Why is a question everyone who has read Whit's words has asked, whether you've been here since the beginning or just recently found the blog. He didn't leave anything that would shed light, but we can make certain inferences from the blog and what we know of him. I believe the two overwhelmingly powerful factors were the prospect of having as many as 6 or 8 more years added to his sentence and what that meant to his own psyche, and the guilt over thereby letting his family and others down, putting us in the position of having to deal with that. It's more complicated than that, but this is how I see it in broad terms.

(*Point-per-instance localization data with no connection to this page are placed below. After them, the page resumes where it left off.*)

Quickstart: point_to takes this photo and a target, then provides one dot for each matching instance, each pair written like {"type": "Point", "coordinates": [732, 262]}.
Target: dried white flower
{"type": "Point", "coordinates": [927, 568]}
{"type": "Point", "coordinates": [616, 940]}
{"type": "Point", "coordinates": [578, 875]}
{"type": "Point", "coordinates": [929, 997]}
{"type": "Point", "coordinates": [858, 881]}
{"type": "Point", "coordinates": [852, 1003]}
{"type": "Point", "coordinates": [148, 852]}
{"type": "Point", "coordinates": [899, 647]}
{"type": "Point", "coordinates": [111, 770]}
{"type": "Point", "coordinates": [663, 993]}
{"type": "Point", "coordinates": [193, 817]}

Just yesterday I got a letter from a good friend here in Cincinnati who had met Whit only once or twice between his time at Dayton Correctional Institution and Terre Haute, but knows me and and Whit's course very well. She gives weight to the first of the two factors, and in a way that I have thought about but hadn't yet put down on paper so clearly and insightfully. I offer it here to perhaps help some of you who knew him only through the blog understand what happened, and I welcome your comments. I'll reproduce the entire letter here:


This is what I imagine…. Whit was ready to move on. He’d reached a point in his young adulthood where he totally understood it was time for him to grow, to no longer make the same choices and spin the same wheels.

We all reached that at some point in our 20’s, didn’t we? The difference being that Whit was in a system that would not allow him to grow, to change, to move on to another level of maturity and understanding. Whit wanted “to be whole” but there was nothing “whole” in the entire prison system to assist him. The guards weren’t “whole,” the prisoners weren’t “whole,” the system is fractured. And he knew this …. He was ready to grow and evolve. He knew it in every cell of his being. To wait another 8 or 10 years, this was incomprehensible to a 25-year old who was on the cusp, and knew it, but shackled in ways no other 25-year old is.

I’m sorry I haven’t stayed in touch Jeff. I pray you are doing okay.

I will add that these days when I feel self-pity, or stress over job or mortgage etc…. I remind myself that these were the mundane problems in life that Whit prayed for, everyday. These daily stressors of “normal life” were all he wanted in life – just a chance.

I love you Jeff and think of you and Whit frequently,


… and remember, Whit is no longer suffering. He is free and whole!